Publication | Open Access
Role of β-Catenin in Post-Meiotic Male Germ Cell Differentiation
46
Citations
67
References
2011
Year
SpermatogenesisGeneticsReproductive BiologyFertilisationEmbryologyReproductive EndocrinologyFemale InfertilityMale InfertilityGerm Cell DevelopmentGametogenesisPublic HealthGerm Cell DifferentiationGerm Cell FateGerm Cell BiologyInfertilityCell DivisionMeiosisGameteApical Es SurfaceTestis DevelopmentCell BiologyDevelopmental BiologyGerm CellMedicine
Though roles of β-catenin signaling during testis development have been well established, relatively little is known about its role in postnatal testicular physiology. Even less is known about its role in post-meiotic germ cell development and differentiation. Here, we report that β-catenin is highly expressed in post-meiotic germ cells and plays an important role during spermiogenesis in mice. Spermatid-specific deletion of β-catenin resulted in significantly reduced sperm count, increased germ cell apoptosis and impaired fertility.

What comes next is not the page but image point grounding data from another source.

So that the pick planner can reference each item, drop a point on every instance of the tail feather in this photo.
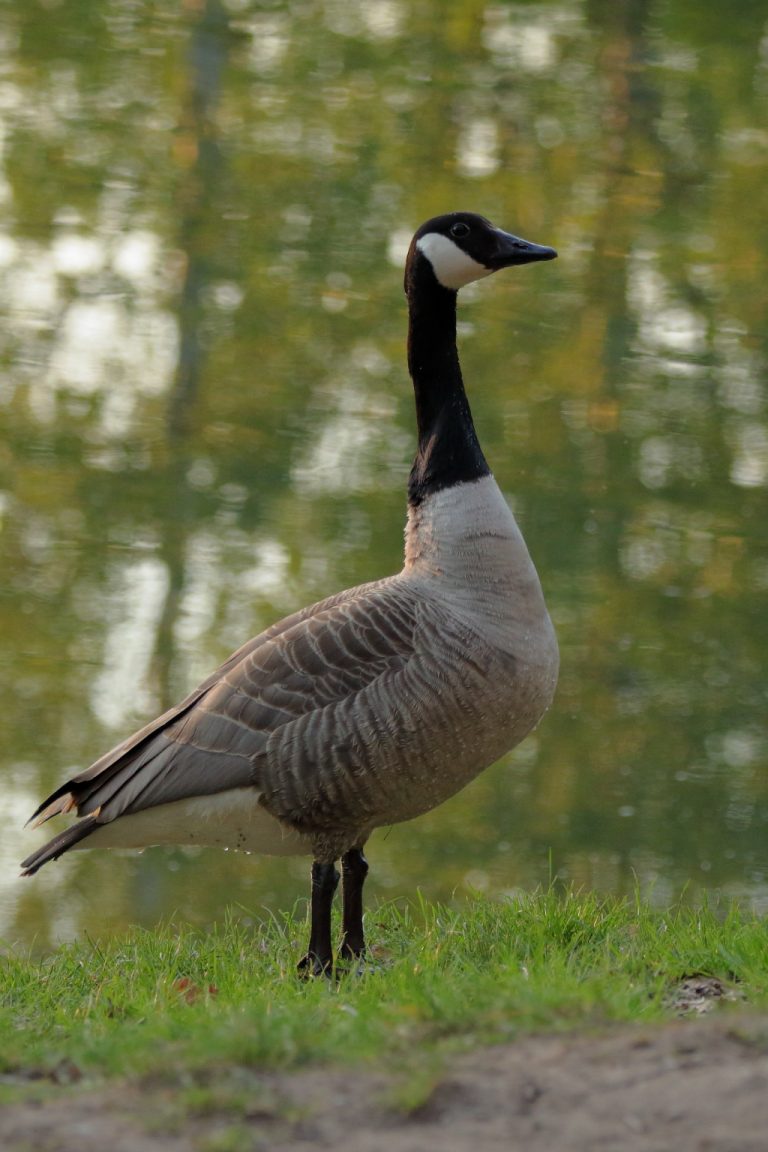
(60, 843)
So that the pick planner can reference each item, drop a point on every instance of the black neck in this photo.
(448, 451)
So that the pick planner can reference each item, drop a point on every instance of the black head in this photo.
(462, 247)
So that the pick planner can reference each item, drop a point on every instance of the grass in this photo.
(182, 1007)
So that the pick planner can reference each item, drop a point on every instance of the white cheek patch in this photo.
(453, 267)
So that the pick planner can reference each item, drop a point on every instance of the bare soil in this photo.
(696, 1085)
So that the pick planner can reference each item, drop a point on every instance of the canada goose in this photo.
(375, 704)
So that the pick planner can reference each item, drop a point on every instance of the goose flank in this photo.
(375, 704)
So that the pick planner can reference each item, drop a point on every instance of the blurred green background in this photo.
(206, 421)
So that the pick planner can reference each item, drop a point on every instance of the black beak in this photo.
(512, 250)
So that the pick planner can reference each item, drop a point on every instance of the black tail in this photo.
(60, 844)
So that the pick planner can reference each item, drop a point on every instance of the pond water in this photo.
(206, 421)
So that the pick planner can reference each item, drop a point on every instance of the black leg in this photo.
(319, 955)
(354, 870)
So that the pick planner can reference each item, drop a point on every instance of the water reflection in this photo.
(206, 419)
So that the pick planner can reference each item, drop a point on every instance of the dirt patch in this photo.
(687, 1086)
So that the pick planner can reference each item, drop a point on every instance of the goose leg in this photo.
(354, 870)
(318, 960)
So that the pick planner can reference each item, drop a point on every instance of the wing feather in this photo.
(217, 737)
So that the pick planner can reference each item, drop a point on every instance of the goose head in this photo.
(461, 247)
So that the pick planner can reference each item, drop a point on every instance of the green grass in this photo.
(174, 1003)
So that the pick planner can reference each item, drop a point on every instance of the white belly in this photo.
(228, 819)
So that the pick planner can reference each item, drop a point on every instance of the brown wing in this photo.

In addition, ultrastructural studies show that the loss of β-catenin in post-meiotic germ cells led to acrosomal defects, anomalous release of immature spermatids and disruption of adherens junctions between Sertoli cells and elongating spermatids (apical ectoplasmic specialization; ES). These defects are likely due to altered expression of several genes reportedly involved in Sertoli cell-germ cell adhesion and germ cell differentiation, as revealed by gene expression analysis. Taken together, our results suggest that β-catenin is an important molecular link that integrates Sertoli cell-germ cell adhesion with the signaling events essential for post-meiotic germ cell development and maturation. Since β-catenin is also highly expressed in the Sertoli cells, we propose that binding of germ cell β-catenin complex to β-catenin complex on Sertoli cell at the apical ES surface triggers a signaling cascade that regulates post-meiotic germ cell differentiation.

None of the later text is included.